Reporter: Umi Kulsum | Editor: Rizki Caturini
JAKARTA. Asosiasi Pertekstilan Indonesia (API) memperkirakan tahun ini industri tekstil cenderung stagnan. Sebab, industri tekstil lokal belum memiliki akses pasar ke Eropa dan negara potensial lain.
Ade Sudrajat Usman, Ketua API menjelaskan bahwa kondisi perekonomian masih fluktuatif, belum lagi gempuran produk impor yang mendominasi di tanah air. “Domestik tentu berimbas, tahun lalu saja permintaan pasar global turun 10% dan tahun ini diprediksi masih stagnan,” katanya ke KONTAN, Jumat (13/1).

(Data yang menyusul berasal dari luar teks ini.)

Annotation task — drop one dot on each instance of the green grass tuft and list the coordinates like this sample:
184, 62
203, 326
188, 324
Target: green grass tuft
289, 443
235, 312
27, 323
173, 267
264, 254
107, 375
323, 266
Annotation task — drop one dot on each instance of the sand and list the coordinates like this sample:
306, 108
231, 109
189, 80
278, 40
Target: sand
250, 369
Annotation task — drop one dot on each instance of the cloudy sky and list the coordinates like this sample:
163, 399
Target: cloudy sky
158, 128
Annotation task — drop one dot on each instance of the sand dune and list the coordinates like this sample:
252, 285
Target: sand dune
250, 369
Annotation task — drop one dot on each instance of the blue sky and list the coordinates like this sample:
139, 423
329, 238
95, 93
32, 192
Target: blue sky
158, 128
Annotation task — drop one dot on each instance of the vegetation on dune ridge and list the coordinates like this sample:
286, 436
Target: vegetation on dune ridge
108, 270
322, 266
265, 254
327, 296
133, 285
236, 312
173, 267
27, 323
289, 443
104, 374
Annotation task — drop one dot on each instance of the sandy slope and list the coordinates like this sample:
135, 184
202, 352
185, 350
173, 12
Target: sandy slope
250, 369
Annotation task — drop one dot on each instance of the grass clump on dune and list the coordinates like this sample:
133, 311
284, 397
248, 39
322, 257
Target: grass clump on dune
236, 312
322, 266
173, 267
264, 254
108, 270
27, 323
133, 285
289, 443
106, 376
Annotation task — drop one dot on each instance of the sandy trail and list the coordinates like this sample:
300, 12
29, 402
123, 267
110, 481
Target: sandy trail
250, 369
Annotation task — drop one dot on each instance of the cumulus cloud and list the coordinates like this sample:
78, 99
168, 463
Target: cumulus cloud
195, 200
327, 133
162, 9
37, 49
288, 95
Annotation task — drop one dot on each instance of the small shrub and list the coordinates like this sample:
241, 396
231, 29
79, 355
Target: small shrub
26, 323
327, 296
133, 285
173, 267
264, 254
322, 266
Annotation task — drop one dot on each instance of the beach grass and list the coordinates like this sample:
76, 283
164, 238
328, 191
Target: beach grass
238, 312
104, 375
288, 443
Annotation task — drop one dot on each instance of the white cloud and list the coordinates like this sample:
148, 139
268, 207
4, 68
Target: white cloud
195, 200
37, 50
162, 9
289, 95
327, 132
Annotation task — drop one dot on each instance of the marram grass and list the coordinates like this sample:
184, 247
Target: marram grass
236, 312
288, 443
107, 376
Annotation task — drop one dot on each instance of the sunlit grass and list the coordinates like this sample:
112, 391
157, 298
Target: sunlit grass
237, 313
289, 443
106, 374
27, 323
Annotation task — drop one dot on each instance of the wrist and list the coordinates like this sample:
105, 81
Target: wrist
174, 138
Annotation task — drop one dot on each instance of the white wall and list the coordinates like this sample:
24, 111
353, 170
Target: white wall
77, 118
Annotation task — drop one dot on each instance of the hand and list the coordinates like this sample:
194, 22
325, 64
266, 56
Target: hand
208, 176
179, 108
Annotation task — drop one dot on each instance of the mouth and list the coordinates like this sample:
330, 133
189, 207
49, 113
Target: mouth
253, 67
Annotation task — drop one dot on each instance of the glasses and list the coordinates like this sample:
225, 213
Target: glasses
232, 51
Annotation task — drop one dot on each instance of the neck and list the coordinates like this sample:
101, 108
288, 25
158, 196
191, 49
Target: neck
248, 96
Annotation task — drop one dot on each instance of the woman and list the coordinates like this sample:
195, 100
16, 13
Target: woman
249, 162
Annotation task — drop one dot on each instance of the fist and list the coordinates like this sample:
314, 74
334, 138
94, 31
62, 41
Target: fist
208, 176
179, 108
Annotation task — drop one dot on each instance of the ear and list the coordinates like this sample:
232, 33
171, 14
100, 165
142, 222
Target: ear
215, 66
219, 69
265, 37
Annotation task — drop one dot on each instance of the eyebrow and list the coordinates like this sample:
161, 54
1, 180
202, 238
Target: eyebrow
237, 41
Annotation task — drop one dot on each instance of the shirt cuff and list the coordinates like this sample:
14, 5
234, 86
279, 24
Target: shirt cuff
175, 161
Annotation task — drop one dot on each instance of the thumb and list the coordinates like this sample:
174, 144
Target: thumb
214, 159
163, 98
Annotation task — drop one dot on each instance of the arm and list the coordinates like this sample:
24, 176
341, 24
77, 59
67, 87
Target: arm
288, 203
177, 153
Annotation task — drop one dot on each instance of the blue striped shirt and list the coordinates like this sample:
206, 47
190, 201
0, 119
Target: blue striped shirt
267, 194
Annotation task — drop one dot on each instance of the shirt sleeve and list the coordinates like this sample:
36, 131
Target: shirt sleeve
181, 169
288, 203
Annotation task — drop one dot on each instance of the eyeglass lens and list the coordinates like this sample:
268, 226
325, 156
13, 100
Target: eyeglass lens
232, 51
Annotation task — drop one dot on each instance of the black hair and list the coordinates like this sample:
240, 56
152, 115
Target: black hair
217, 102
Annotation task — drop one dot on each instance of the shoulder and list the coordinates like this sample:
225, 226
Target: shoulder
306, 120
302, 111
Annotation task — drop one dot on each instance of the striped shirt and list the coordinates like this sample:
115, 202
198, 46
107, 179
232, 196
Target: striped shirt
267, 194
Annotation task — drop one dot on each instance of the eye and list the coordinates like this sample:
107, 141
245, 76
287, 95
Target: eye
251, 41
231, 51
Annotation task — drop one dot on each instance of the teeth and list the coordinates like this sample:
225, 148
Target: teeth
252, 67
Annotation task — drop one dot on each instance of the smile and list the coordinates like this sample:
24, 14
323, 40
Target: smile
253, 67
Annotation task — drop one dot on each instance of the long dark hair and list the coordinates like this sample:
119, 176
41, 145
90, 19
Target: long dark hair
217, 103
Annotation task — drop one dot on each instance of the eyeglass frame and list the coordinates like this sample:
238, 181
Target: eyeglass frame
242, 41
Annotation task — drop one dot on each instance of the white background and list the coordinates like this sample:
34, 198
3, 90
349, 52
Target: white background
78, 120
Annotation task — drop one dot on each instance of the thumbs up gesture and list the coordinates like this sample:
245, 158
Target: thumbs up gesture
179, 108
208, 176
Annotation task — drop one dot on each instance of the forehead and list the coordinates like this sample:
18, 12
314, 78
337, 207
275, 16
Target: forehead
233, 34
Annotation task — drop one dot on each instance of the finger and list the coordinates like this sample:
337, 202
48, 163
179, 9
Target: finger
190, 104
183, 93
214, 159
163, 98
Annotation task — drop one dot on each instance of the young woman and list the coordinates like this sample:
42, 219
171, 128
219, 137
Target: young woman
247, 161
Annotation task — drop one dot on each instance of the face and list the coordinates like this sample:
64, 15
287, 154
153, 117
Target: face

Meski begitu industri tekstil di Indonesia juga tidak ingin berdiam diri untuk memperbaiki kinerja agar tetap tumbuh di tahun ini. Salah satunya, ialah upaya efisiensi di segala lini. “Seperti biaya logistik dipotong, biaya belanja modal dan intinya banyak hal yang kita lakukan agar industri tekstil bisa kompetitif dan berdaya saing,” ujar Ade.
Melihat pencapaian tahun 2016 lalu, pendapatan industri tekstil ke negara ekspor sebesar US$ 12,3 miliar, sedangkan pasar lokal sebesar US$ 10 miliar. “Dari jumlah pendapatan pasar lokal tersebut, 70% masih dikuasai produk impor,” ungkap Ade.
Tak bisa dipungkiri, produk impor masih mendominasi di dalam negeri. Maka itu, industri tekstil terus berupaya melakukan segala terobosan agar bisa berdaya saing.
Senada dengan Ade, PT Asia Pacific Investama Tbk (MYTX) berusaha untuk tetap tumbuh dengan melakukan efisiensi salah satunya menekan biaya produksi. “Selain efisiensi, kita juga harus mengembangkan produk baru yang bisa meningkatkan permintaan dan juga mencari pasar ekspor baru,” ujar Anas Bahfen, Direktur MYTX kepada KONTAN akhir pekan lalu
Dengan kondisi yang masih belum terlalu membaik, namun pihaknya optimistis tahun ini bisa lebih baik prospeknya ketimbang tahun lalu yang dirasanya cukup berat. “Harga jual perlahan naik sekitar 2%, cukup berpengaruh terhadap pendapatan kami nantinya,” ungkap Anas.